O Conde dos Arcos, que condenara à morte os outros
revolucionários, detém-se diante da figura de Miguelinho. E sentiu que, ali,
havia uma personalidade diferente. Um instante raro de dignidade humana.
Percebendo em Miguelinho esse ser extraordinário,
propõe a ele: “Há documentos aqui que o incriminam. Como, por exemplo, este,
assinado pelo Sr., mas onde falta a letra O”. Miguelinho calado. E o Conde
repõe: “Alguém deve ter assinado pelo Sr.”. O que implicaria em não condenação
à morte do padre. Mas, Miguelinho pede o documento, examina-o e responde: “Não,
esta letra é minha. Realmente faltou papel para eu colocar o O final do meu
nome”. E volta ao silêncio e à oração.
O Conde dos Arcos reclama “Não sou sanguinolento
como dizem. Afirme alguma coisa.
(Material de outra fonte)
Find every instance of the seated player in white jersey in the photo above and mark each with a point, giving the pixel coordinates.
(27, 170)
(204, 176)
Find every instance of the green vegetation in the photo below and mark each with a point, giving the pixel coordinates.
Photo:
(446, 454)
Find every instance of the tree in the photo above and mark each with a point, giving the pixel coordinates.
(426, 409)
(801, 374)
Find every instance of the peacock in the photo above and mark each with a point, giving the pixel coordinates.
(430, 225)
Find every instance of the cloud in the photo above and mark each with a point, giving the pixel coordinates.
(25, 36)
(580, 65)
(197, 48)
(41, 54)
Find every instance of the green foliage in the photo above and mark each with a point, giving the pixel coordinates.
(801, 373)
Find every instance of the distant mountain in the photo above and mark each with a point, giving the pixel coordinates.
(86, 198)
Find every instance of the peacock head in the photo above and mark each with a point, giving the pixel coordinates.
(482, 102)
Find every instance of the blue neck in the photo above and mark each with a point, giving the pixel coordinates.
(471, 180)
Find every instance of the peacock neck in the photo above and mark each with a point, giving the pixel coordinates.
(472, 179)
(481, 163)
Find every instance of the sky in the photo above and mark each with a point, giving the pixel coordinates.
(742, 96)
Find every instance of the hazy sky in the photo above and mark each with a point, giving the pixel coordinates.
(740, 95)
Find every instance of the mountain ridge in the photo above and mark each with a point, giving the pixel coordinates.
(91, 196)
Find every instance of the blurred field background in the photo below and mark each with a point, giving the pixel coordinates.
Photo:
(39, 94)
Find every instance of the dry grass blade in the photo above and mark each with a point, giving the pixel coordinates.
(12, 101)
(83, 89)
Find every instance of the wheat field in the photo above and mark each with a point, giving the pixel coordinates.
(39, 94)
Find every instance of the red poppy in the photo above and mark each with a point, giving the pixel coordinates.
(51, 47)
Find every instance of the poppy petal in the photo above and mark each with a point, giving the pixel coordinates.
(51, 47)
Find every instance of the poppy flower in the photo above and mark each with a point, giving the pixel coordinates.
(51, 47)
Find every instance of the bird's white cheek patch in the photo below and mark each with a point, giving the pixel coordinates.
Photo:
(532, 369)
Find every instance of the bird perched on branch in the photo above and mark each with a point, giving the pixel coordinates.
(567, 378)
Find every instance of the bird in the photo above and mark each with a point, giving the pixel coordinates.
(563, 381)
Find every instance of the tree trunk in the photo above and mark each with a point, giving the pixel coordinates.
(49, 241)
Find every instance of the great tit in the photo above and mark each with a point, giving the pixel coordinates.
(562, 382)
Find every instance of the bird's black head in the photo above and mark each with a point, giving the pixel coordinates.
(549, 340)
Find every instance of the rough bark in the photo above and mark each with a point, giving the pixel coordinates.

Explique qualquer ação sua. Vamos, fale”. E
Miguelinho em silêncio ficou. Até que a autoridade portuguesa definiu: “Então,
está condenado ao fuzilamento sumário”.
Miguelinho ajoelhou-se, chorando e silenciosamente;
recitou o “Miserere mei Domine”. Foi arcabuzado a 12 de junho de 1817.